As a fan of Janet Reid, I have read her Query Shark blog for years, reread every single post in the last couple of weeks, and will probably reread it again before I submit to the first agent. I am also considering sending in my query for Her Sharkiness to chomp on and get another pro’s input on what is working and what isn’t.

Yes, the query below is not your traditional fare: written in first person with a heavy dose of snark. However, this version represents the voice in my story so well, I would love to use it anyway.

Something to ponder.


Dear Ms. Agent:

 I have cemetery dirt under my fingernails, and chicken shit in my ears. And I just finished unearthing Gramma's three-day-old grave.

Yep, my life currently resembles an ass-load of steaming cow patties. Yee-effing-haw!

Let's not forget my ex-best friend Barbie's attempts to blackmail me—which I probably deserve, seeing as I slept with her not-quite-former-husband Buck. My grandfather Trick wants to get his grubby little hands on Gramma's money hoard, and after last night's shovel party, I literally hold the key to the stash. Oh, and did I mention the false arrest and release from county lockup—yesterday? Hell, if it wasn't for my brother's cannabis-infused assistance, I'd be boots-up in a vat of wet cement. If the particulars don't change soon, Barbie will kill my career. Trick will ruin my family. And Buck will break my heart.

Here’s my Lake Texoma-sized quandary: How can I appease Barbie? How do I avenge Gramma?  And how the hell am I going to get Buck naked again?

A PRETTY PICKLE, women's fiction, is complete at 90,000 words.

I study Creative Writing and English at Southern New Hampshire University.

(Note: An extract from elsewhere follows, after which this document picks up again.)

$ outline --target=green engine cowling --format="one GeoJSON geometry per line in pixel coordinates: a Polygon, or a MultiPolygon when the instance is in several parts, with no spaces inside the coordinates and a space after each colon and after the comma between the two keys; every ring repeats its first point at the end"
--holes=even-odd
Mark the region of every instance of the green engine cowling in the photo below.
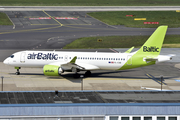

I am also a lapsed Okie with a spotty work record which includes crafting marketing copy, AKA making crap up for a living.

Thank you

Marnie Lyn Adams


P.S. I won’t bore you with my tribulations once I do start submitting my book to literary agencies.

Be certain, however, I will brag-brag-brag once I sign with an agent!


A PRETTY PICKLE: Meet Munro, Oklahoma


My novel is set in present-day Southeastern Oklahoma, in a small fictional community, population around 2,000, close to the larger towns of Sulphur and Ardmore. I grew up in Oklahoma City and spent many weekends visiting my grandparents (both sides) in the area. It is rural, with strong familial ties, and people who love God, hard work, and even harder play.